Assim, armados com o próprio paradigma de Kuhn da história das teorias científicas, que agora está em processo de substituição da estrutura Whig, vemos uma imagem muito diferente do processo da ciência. Em vez de uma marcha lenta e gradual para cima em direção à luz, testando e revisando a cada etapa do caminho, vemos uma série de saltos “revolucionários”, à medida que os paradigmas se deslocam apenas depois de muito tempo, trabalho e resistência. Além disso, sem adotar o próprio relativismo filosófico de Kuhn, fica claro que, uma vez que os interesses intelectuais investidos desempenham um papel mais dominante do que o teste contínuo de mente aberta, pode muito bem acontecer que um paradigma sucessor seja menos correto do que um predecessor. E se isso for verdade, então devemos estar sempre abertos para a possibilidade de que, de fato, muitas vezes sabemos menos sobre uma dada ciência agora do que sabíamos há décadas ou mesmo séculos. Como os paradigmas são descartados e nunca mais são olhados, o mundo pode ter esquecido a verdade científica que já foi conhecida, bem como adicionado ao seu estoque de conhecimento. Ler cientistas mais antigos agora abre a possibilidade distinta de aprender algo que não sabemos – ou esquecemos coletivamente – sobre a disciplina. O professor de Grazia afirma que “muito mais é descoberto e esquecido do que se sabe”, e muito do que foi esquecido pode ser mais correto do que as teorias que agora são aceitas como verdadeiras.[4]

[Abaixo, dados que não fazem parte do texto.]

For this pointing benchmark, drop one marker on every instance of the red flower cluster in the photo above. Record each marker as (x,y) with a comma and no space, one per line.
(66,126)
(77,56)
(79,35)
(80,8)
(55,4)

Se a tese de Kuhn está correta sobre as ciências físicas, onde podemos obter testes empíricos e de laboratório de hipóteses com bastante facilidade, quanto mais deve ser verdade na filosofia e nas ciências sociais, onde tais testes de laboratório não são possíveis! Nas disciplinas relativas à ação humana, não existem exames laboratoriais claros e evidentes; as verdades devem ser alcançadas pelos processos de introspecção, conhecimento do “senso comum” e raciocínio dedutivo, mas tais processos, embora cheguem a verdades sólidas, não são tão nítida ou convincentemente evidentes como nas ciências físicas. Consequentemente, é ainda mais fácil para os filósofos ou cientistas sociais cair em paradigmas tragicamente errados e falaciosos e, assim, os deixar confusos por décadas, ou mesmo séculos. Uma vez que as ciências da ação humana adotam seus paradigmas fundamentais, torna-se muito mais fácil do que nas ciências físicas ignorar a existência de anomalias e, portanto, mais fácil reter doutrinas errôneas por muito tempo.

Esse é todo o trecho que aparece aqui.